Anna Mauranen (University of Helsinki)
https://tuhat.helsinki.fi/portal/en/persons/anna-mauranen(d9d6df67-34e4-4e58-901e-08b427411250).html
Research writing in change: the influence of English as a Lingua Franca
Academia is struggling with enormous changes in a globalized world where mobile students and researchers increasingly acquire their education and make their careers in different locations at different times. English is the unquestionable global lingua franca in this complex and fast-changing universe. It is an additional language to the vast majority of researchers, and most English-language academic publishing comes from countries outside the Anglo-American sphere. Against this background, we need to re-think the kinds of English that are most appropriate for present-day needs. We must ask what kinds of texts work best in the context of a variable, heterogeneous and changeable global text culture that incorporates a complex mix of cultural and linguistic traditions. In this talk I discuss determinants and effects of change and look into academic texts written in English as a lingua franca by researchers from diverse backgrounds. I argue that in the context of writing for a global audience, the notion of ‘a good text’ must embrace rhetorical and lexico-grammatical variability and accept that norms and standards are increasingly emergent and take place without top-down regulation.

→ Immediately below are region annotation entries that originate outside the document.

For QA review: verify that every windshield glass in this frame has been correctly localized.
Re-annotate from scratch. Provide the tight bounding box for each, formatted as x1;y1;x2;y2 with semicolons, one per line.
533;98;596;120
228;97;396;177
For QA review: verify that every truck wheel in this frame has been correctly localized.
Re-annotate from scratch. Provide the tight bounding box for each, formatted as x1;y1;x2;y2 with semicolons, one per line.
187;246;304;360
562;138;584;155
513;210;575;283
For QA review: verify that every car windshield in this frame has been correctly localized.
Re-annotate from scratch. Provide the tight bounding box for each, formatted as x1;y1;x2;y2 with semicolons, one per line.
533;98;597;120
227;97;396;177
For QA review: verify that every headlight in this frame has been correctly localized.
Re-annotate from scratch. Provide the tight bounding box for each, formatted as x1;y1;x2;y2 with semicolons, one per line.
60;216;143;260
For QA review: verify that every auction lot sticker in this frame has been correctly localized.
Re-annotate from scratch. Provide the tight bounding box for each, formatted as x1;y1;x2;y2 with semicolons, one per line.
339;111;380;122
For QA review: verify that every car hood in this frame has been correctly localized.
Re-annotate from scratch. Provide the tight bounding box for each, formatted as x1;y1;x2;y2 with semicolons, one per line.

Daniel Perrin (ZHAW School of Applied Linguistics)
https://www.danielperrin.net
Multilingualism and the Media:
Identifying Critical Issues and Scrutinizing Ideologies of Research
Throughout communities, humans have used language and languages to communicate through media. The contexts and practices of using languages and media have been changing, though, with developments such as mediatization, digitalization, and globalization.
To what extent and how this interplay and change can be understood and illuminated depends on researchers’ ideologies, theories, and methods of analysis. So the keynote begins by critically and historically contextualizing the topic and its investigation and explaining the choice of practical examples.
After developing working definitions of the key concepts multilingualism and media, I outline three layers of the interplay between these two concepts: a macro layer of sociocultural change; a meso layer of organizational design; and a micro layer of agents’ individual practices of language and media use.
Throughout these layers, scalable dimensions of the interplay between multilingualism and media can be observed: the paradigmatic, the syntagmatic, and the contextual dimension. They serve as an organizing principle to discuss relevant contributions to the field and to identify critical issues.
I argue that future research has to elaborate on the dynamics and complexity of multilingualism in the media in order to explain how, by whom, why, and with what consequences it is practiced. This also implies that practices and ideologies of research on multilingualism and media need to be reconsidered.